My hometown is Uonuma City in Niigata, a place where snow falls for almost half the year. When I first time arrived in the warm city of Taichung, 25 years ago, it felt great and I began to know Taichung. The first time I came here for business; in May, the weather in Taiwan was very hot and I took a taxi from the airport; at that time, air-conditioner was rare in cars. Because it was so hot, the driver asked to take a short break to relax in a cool area under an exchange route along the way; what an interesting experience that was.
Twenty-five years ago, Taichung had fewer straight, wide roads than today, and fewer skyscrapers. At that time, our dormitory was located on Cunjhong Street. The neighboring area of Wu Chuan W. Road was all green farmlands and standing there, looking into the distance, I could see the just-completed Hotel National Taichung very clearly. Our company was located in Tanzih and because Huan Zhong Road did not exist at that time, it was a great circle to access the Super Highway, which was very inconvenient. Of course, the present convenience of the new and modern 7th Redevelopment Zone was in the middle of nowhere then.

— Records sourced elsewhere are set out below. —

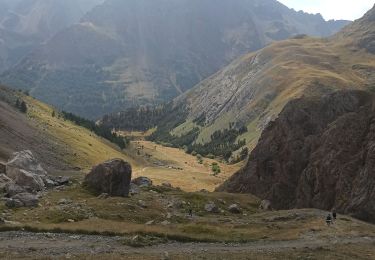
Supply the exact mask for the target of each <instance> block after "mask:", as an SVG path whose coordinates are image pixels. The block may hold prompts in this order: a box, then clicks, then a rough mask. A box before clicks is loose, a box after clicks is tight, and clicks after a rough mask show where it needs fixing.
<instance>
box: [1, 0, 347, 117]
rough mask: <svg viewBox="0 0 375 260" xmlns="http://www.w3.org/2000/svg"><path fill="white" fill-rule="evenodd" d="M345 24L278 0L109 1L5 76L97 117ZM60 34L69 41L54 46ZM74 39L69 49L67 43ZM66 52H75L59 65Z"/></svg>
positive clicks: (182, 87) (160, 94)
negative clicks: (226, 67) (301, 11)
mask: <svg viewBox="0 0 375 260" xmlns="http://www.w3.org/2000/svg"><path fill="white" fill-rule="evenodd" d="M125 14H126V15H125ZM342 23H345V22H342V21H341V22H337V27H335V28H334V26H333V25H332V24H336V23H332V22H331V23H329V24H330V26H325V25H327V24H328V22H325V21H324V20H323V18H322V17H321V16H319V15H309V14H305V13H297V12H294V11H292V10H290V9H289V8H287V7H285V6H283V5H282V4H280V3H278V2H276V1H274V0H268V1H258V0H237V1H234V2H233V1H230V2H229V1H220V2H217V1H213V0H205V1H196V0H194V1H185V0H179V1H176V2H173V3H171V2H170V1H166V0H158V1H153V2H149V1H144V0H142V1H133V0H127V1H118V0H109V1H106V2H104V3H103V4H102V5H98V6H96V7H95V8H94V9H93V10H92V11H91V12H89V13H87V14H86V15H85V16H84V17H83V18H82V19H81V23H80V24H78V25H75V26H73V27H71V28H69V29H67V30H64V31H63V32H61V33H60V34H57V35H56V36H55V37H54V39H52V40H51V41H49V42H47V44H45V45H44V46H43V47H42V48H41V49H40V50H39V51H36V52H34V53H33V54H32V55H30V56H28V57H27V58H26V59H24V60H23V61H22V62H21V63H18V65H16V66H15V67H14V68H12V69H11V70H9V71H7V72H5V73H4V74H3V75H2V77H1V81H2V82H4V83H7V84H8V85H13V86H15V87H18V88H23V89H28V90H30V93H31V94H33V95H35V96H36V97H38V98H41V99H42V100H43V101H46V102H48V103H51V104H54V105H56V106H58V107H59V108H62V109H64V110H67V111H72V112H75V113H78V114H80V115H84V116H86V117H90V118H93V117H99V116H100V115H103V114H106V113H111V112H114V111H118V110H121V108H126V107H130V106H134V105H138V104H153V103H158V102H163V101H169V100H170V99H172V98H174V97H176V96H177V95H179V94H181V93H183V92H185V91H186V90H188V89H190V88H191V87H193V86H194V85H195V84H196V83H198V82H199V81H201V80H203V79H204V78H206V77H207V76H209V75H211V74H212V73H215V72H216V71H217V70H219V69H220V68H221V67H222V66H224V65H226V64H228V63H229V62H230V61H232V60H233V59H235V58H237V57H239V56H241V55H242V54H244V53H247V52H249V51H254V50H258V49H260V48H262V47H264V46H265V45H267V44H269V43H270V42H273V41H275V40H280V39H285V38H288V37H290V36H293V35H296V34H301V33H310V34H315V35H324V36H326V35H331V34H332V33H333V32H336V31H337V30H338V29H339V28H340V27H341V26H342V25H343V24H342ZM85 35H88V36H87V37H88V39H90V40H86V39H85ZM56 39H62V40H64V39H65V41H61V42H60V43H59V44H57V47H56V46H55V45H56V44H55V43H54V42H56ZM92 39H95V40H92ZM73 42H74V46H75V48H74V49H73V50H72V51H70V50H67V49H66V47H64V45H66V46H68V45H70V43H73ZM76 49H77V50H76ZM85 49H87V50H94V51H92V52H90V51H85ZM112 49H113V53H115V54H117V55H112V54H111V53H112V52H111V50H112ZM78 50H79V51H78ZM108 52H110V53H108ZM52 54H53V55H52ZM76 54H78V55H76ZM64 56H67V57H71V58H69V59H66V60H64V62H63V63H62V62H61V60H60V57H64ZM103 61H104V62H103ZM61 75H64V77H62V76H61ZM91 77H98V78H97V80H95V81H92V80H91ZM67 78H68V79H69V80H66V79H67ZM64 79H65V81H66V82H64ZM56 82H58V83H56ZM51 89H54V90H57V89H58V91H59V92H57V93H56V95H55V96H57V99H56V98H55V97H52V96H51V95H49V96H48V95H47V94H46V93H47V92H48V91H49V90H51ZM91 92H92V93H91ZM65 93H66V94H65ZM108 100H111V101H112V102H111V103H109V102H108Z"/></svg>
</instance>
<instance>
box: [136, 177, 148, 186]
mask: <svg viewBox="0 0 375 260" xmlns="http://www.w3.org/2000/svg"><path fill="white" fill-rule="evenodd" d="M132 183H133V184H135V185H137V186H139V187H151V186H152V180H151V179H150V178H148V177H138V178H135V179H134V180H132Z"/></svg>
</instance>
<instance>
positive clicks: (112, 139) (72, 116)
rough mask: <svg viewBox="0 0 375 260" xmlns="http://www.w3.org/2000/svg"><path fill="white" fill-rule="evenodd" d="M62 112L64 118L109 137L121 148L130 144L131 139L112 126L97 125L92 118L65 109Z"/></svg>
mask: <svg viewBox="0 0 375 260" xmlns="http://www.w3.org/2000/svg"><path fill="white" fill-rule="evenodd" d="M54 113H55V112H52V116H53V117H54V116H55V115H54ZM60 114H61V116H62V117H63V118H64V119H66V120H69V121H71V122H73V123H75V124H77V125H79V126H82V127H84V128H86V129H88V130H90V131H92V132H94V133H95V134H96V135H98V136H100V137H103V138H104V139H107V140H108V141H110V142H112V143H114V144H116V145H118V146H119V147H120V148H121V149H124V148H126V146H127V145H128V144H129V141H128V140H127V139H126V138H124V137H121V136H119V135H117V134H116V133H114V132H112V130H111V128H108V127H105V126H100V125H97V124H96V123H95V122H93V121H91V120H88V119H85V118H82V117H80V116H77V115H74V114H72V113H68V112H65V111H62V112H61V113H60Z"/></svg>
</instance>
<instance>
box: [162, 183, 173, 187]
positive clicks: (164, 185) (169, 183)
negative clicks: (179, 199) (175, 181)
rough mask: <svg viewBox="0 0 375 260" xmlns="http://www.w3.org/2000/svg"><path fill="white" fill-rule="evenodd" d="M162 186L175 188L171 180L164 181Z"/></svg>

Then, 12 years ago, I was designated to return to Taichung, where I found that everything had changed greatly. The urban areas had been rapidly extended, with tall buildings competing and public infrastructure newly upgraded. The only thing that had not changed was the honest and sincere friendliness inherit to this area. Previously, I felt like a passer-by during my short time in Taichung; however, I have now stayed here for more than 12 years, second only to my hometown in Hokkaido. Another journey of my life had hence begun when I began my career here, married, thus becoming a Taiwanese son-in-law, which produced two lovely children.
This is a strange, yet familiar, foreign land. I am, by nature, a person with strong curiosity and can adjust myself to various environments, and I had no difficulties in adapting. The one exception is that some Chinese characters are quite similar to Japanese Kanji in font, but totally different in word meanings, which often confuses me.
Taichung is a city in Taiwan that is vnery friendly to Japanese. I have many friends here, and we often get together or play ball games. I think that Taiwanese’s zeal allow themselves to make good friends with others quickly, which is a characteristic that Japanese lack. For Japanese, even though living together, people seldom have conversations.
We often go abroad for traveling and I have been to many places and I think Taichung is a very good place, with numerous humane features and landscapes. When coming to Taichung, many of my friends ask me to take them to have Bubble Tea in a traditional night market. If there was a night market around a five-star hotel within the city catering to forgein needs, I believe that it would attract foreign tourists. Japanese prefer places with “old-time flavor”, such as the Jhonghua Night Market or the Jhong Siao Night Market. In Japan, few night markets exist, except when temple fairs offer temporary congregation during festivals.
I live in an urban district in Taichung and it takes less than 1 hour to reach the golf club and for a person, like me, who likes to “meet friends through golf” this is very lucky. The golf club in this Taichung suburb not only boasts great facilities, but also offers inexpensive fees. I often have the thought of settling down here forever if it were not for my mother, who still lives in Japan, because I am very happy living here.